BUILD A SURVIVAL KIT FOR YOUR HUNTING PACK
Hunting can be a lot like camping. There is camping and there is glamping; there are also minimalist backpacking endeavors that are a bit more spartan. Hunting has tiers, too. In this article, we are going to explore the concept of survival kits in your hunting gear that could apply to camping gear as well.
Whether you’re taking the guide-led or otherwise luxury route for a hunt, you would still be wise to have a survival kit with you. If you prefer the more difficult hunting approaches way off the grid, a solid kit is an absolute must in case of an emergency.
Anything can happen, especially in rough terrain. So, we suggest three levels of survival kits for your hunting packs.
As the team guys say: two is one, one is none. Redundancy is very important in a survival situation, and planning is the only way to achieve this type of backup because if it gets to survival, you’ll need the forethought to help you out.
Level I: You have a lot of room to pack
· Small mirror
· Fire starters (a lighter is fine, but a lighter, matches, and a mechanical firestarter are best)

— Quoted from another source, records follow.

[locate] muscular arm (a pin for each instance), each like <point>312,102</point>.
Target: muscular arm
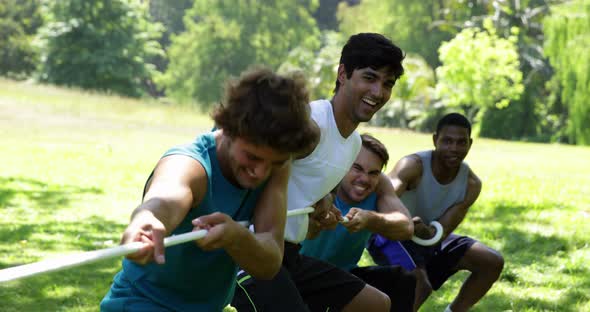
<point>456,213</point>
<point>177,183</point>
<point>406,174</point>
<point>392,219</point>
<point>261,254</point>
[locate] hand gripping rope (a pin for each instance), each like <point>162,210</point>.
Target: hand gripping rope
<point>79,259</point>
<point>431,241</point>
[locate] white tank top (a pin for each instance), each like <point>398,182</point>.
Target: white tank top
<point>317,174</point>
<point>430,199</point>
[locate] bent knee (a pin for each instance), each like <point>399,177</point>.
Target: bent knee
<point>497,262</point>
<point>369,299</point>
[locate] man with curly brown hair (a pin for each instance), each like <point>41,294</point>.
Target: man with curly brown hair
<point>238,172</point>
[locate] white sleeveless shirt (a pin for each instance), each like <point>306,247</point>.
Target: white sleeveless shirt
<point>430,199</point>
<point>320,172</point>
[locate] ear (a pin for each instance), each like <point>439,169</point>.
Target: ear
<point>341,74</point>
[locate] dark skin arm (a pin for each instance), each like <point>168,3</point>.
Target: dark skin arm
<point>406,175</point>
<point>453,216</point>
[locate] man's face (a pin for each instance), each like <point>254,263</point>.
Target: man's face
<point>362,178</point>
<point>452,144</point>
<point>366,91</point>
<point>252,164</point>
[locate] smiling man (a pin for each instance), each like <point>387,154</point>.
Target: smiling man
<point>438,185</point>
<point>237,173</point>
<point>357,201</point>
<point>370,64</point>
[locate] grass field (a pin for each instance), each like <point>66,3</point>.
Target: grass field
<point>73,165</point>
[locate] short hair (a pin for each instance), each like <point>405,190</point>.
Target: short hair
<point>375,146</point>
<point>453,119</point>
<point>371,50</point>
<point>267,109</point>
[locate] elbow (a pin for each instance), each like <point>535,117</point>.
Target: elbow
<point>408,230</point>
<point>269,269</point>
<point>268,272</point>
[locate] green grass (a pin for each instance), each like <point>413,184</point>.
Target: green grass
<point>73,165</point>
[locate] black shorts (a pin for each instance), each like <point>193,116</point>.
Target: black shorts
<point>393,280</point>
<point>439,260</point>
<point>303,284</point>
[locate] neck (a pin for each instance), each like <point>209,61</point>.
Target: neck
<point>346,125</point>
<point>344,197</point>
<point>442,173</point>
<point>223,143</point>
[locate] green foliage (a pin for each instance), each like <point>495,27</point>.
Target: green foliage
<point>320,66</point>
<point>417,27</point>
<point>567,41</point>
<point>71,177</point>
<point>412,104</point>
<point>19,21</point>
<point>99,44</point>
<point>479,71</point>
<point>223,39</point>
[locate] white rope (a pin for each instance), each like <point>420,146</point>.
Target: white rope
<point>431,241</point>
<point>79,259</point>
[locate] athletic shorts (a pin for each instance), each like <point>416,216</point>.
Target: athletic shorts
<point>302,284</point>
<point>439,260</point>
<point>393,280</point>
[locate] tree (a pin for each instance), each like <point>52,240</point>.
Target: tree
<point>19,21</point>
<point>480,70</point>
<point>567,42</point>
<point>223,39</point>
<point>418,27</point>
<point>100,44</point>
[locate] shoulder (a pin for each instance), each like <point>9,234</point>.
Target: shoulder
<point>320,111</point>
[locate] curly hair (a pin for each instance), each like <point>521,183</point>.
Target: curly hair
<point>375,146</point>
<point>267,109</point>
<point>371,50</point>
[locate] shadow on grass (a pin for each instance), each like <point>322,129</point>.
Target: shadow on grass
<point>542,253</point>
<point>79,288</point>
<point>37,194</point>
<point>74,288</point>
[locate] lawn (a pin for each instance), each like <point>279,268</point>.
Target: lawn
<point>73,165</point>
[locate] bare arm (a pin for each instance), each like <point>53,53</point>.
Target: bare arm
<point>261,254</point>
<point>392,219</point>
<point>406,174</point>
<point>456,213</point>
<point>177,183</point>
<point>325,217</point>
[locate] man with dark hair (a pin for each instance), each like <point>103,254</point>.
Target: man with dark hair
<point>357,201</point>
<point>439,186</point>
<point>239,172</point>
<point>370,65</point>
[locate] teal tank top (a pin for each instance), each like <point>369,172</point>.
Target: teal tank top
<point>193,279</point>
<point>338,246</point>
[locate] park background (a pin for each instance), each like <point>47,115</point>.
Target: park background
<point>93,92</point>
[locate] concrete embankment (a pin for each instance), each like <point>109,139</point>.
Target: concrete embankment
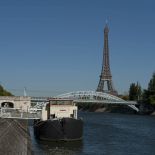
<point>14,137</point>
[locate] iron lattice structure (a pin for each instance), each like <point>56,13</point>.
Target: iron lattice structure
<point>106,77</point>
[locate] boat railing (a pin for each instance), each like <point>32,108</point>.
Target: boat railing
<point>19,113</point>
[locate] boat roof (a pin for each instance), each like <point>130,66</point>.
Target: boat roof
<point>60,99</point>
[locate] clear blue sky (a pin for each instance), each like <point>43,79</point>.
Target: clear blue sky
<point>55,46</point>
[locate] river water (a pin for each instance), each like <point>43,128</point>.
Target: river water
<point>106,134</point>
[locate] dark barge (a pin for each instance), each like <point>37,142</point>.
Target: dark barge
<point>59,122</point>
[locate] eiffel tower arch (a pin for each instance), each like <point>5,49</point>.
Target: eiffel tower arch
<point>106,77</point>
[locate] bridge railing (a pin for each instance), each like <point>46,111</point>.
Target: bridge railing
<point>19,113</point>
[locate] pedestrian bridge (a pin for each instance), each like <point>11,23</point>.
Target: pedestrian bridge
<point>97,97</point>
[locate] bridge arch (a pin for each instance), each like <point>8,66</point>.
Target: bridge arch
<point>97,97</point>
<point>7,104</point>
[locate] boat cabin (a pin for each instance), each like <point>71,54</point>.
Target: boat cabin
<point>59,108</point>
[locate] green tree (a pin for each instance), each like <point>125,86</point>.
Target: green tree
<point>149,94</point>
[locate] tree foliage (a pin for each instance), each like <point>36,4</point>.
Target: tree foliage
<point>4,92</point>
<point>149,94</point>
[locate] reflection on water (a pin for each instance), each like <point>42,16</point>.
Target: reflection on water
<point>55,148</point>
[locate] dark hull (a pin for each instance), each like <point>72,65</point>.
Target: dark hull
<point>66,129</point>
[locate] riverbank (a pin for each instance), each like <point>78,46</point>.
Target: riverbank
<point>14,137</point>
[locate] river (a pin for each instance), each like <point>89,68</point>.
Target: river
<point>106,134</point>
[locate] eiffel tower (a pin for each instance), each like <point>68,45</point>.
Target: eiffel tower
<point>106,76</point>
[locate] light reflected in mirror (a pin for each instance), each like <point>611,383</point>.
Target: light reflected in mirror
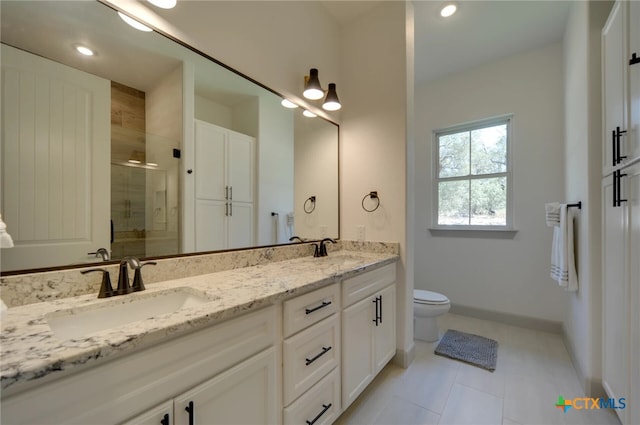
<point>146,148</point>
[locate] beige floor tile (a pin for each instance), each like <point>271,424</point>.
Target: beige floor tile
<point>467,406</point>
<point>399,411</point>
<point>533,369</point>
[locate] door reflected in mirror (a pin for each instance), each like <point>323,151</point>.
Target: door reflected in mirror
<point>103,151</point>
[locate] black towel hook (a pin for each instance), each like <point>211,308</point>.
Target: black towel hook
<point>373,195</point>
<point>311,200</point>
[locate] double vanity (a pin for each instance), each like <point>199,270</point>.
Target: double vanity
<point>292,341</point>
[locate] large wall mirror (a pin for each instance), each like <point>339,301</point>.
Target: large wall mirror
<point>146,148</point>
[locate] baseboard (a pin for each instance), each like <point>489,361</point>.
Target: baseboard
<point>509,319</point>
<point>592,387</point>
<point>403,358</point>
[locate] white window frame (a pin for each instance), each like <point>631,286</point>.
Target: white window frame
<point>489,122</point>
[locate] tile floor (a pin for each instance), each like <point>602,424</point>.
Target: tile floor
<point>533,369</point>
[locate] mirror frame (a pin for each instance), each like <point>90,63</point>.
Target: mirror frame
<point>199,253</point>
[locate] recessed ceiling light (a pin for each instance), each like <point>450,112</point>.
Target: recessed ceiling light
<point>288,104</point>
<point>137,25</point>
<point>164,4</point>
<point>448,10</point>
<point>84,50</point>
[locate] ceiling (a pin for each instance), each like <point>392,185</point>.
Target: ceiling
<point>481,31</point>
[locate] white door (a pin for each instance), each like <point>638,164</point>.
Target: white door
<point>613,63</point>
<point>615,371</point>
<point>358,368</point>
<point>245,394</point>
<point>56,146</point>
<point>385,331</point>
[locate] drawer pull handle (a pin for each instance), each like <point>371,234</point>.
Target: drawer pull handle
<point>325,407</point>
<point>324,351</point>
<point>323,305</point>
<point>190,409</point>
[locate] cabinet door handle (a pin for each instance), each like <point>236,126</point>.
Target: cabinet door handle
<point>619,157</point>
<point>191,410</point>
<point>325,407</point>
<point>324,351</point>
<point>620,200</point>
<point>615,189</point>
<point>323,305</point>
<point>614,157</point>
<point>378,302</point>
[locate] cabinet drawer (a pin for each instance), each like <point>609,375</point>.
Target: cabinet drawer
<point>356,288</point>
<point>305,310</point>
<point>309,355</point>
<point>318,406</point>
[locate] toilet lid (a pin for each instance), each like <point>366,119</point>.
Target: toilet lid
<point>428,297</point>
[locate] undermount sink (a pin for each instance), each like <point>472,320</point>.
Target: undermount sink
<point>120,311</point>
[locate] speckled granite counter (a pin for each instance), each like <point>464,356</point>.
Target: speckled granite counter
<point>31,351</point>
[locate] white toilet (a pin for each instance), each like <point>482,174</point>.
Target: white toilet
<point>427,306</point>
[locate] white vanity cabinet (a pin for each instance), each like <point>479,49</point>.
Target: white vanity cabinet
<point>368,329</point>
<point>243,395</point>
<point>621,86</point>
<point>229,368</point>
<point>311,357</point>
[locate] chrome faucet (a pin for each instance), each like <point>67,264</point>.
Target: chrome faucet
<point>101,253</point>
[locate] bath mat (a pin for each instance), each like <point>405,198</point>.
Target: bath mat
<point>473,349</point>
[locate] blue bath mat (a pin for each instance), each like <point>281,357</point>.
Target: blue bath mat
<point>473,349</point>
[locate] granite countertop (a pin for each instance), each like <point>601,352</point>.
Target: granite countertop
<point>30,350</point>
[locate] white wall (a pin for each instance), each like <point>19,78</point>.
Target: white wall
<point>315,174</point>
<point>275,170</point>
<point>374,136</point>
<point>497,274</point>
<point>583,315</point>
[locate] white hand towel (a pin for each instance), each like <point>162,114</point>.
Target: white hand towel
<point>563,267</point>
<point>552,214</point>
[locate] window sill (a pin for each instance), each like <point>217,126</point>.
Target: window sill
<point>474,232</point>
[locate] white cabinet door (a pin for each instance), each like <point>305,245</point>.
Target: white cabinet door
<point>61,125</point>
<point>211,222</point>
<point>615,372</point>
<point>244,394</point>
<point>241,154</point>
<point>357,349</point>
<point>633,134</point>
<point>633,204</point>
<point>210,162</point>
<point>613,80</point>
<point>240,225</point>
<point>159,415</point>
<point>385,338</point>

· Something to make shelter (a tarp and paracord is an excellent choice)
· Extra cordage
· Compass and map plus a great understanding of the area
· Fixed-blade knife with a heavy-duty blade profile and a full hilt
· Flashlight and extra batteries
· Couple of MRE’s or other high-calorie, shelf-stable foods that will get you at least 3-5k calories
· Water filter or reasonable substitute (including water purification tablets)
· First aid kit
· Some duct tape wrapped around something (a pencil or pen, flashlight, or other object)
· Small amount of fishing line and a couple of hooks (this doesn’t necessarily have to be for catching fish)
· Cord saw or small folding saw
· Space blanket
· Metal bowl or cup
· Rescue beacon or GPS messenger as applicable
Level II: You have a small hunting pack and need to remain mobile and lightweight
· Small mirror
· Multiple fire starters
· 50 feet paracord
· Knife (preferably fixed-blade, but a top-quality folder will work too if needed)
· Small kit of basic first aid items including an ace bandage and some top-quality band aids
· Space blanket
Level III: You are in a group and can split emergency kit necessities among friends
· All the items in the first list
· Compact cooking stove
· Couple of tent poles or hiking poles
· Tarp or other lightweight shelter
· Water filter and backup pills or other treatment
· More paracord
· Possibly a hatchet (if you can justify the extra weight)
· More food
Having a way to treat water, start a fire, and treat basic wounds is enough to get you by for a couple of days. If you planned well, no matter where you go, it shouldn’t take more than a few days to find you. Let your family and friends know your approximate location and game plan, and that will work in your favor for times where a rescue might be necessary.
Exposure and dehydration are your two biggest concerns. If you are hunting, you are likely able to procure food, or at minimum, have protection against predators. Having multiple sources of heat and shelter, and treatment for water, you will be okay for several days.
It’s important to note that even though the tools in these kits will help you survive in brutal conditions (especially if you know how to use them based on an experiential basis), the understanding of your surroundings along with the tools you are using is exceptionally important. Prior planning and a clear head will help more than any tool on the market.
Buy the best quality you can afford that ticks all the boxes for a given item, but there is no need to be frivolous. Frivolity is a moot point in a survival situation, but practicality is a very important factor.
Use your tools and get familiar with them so if the time comes, you will be able to handle yourself competently and make it out alive, regardless of the twists and turns your situation might encounter. Above all else, maintain a clear head and trust your judgment in bringing gear and preparing for anything.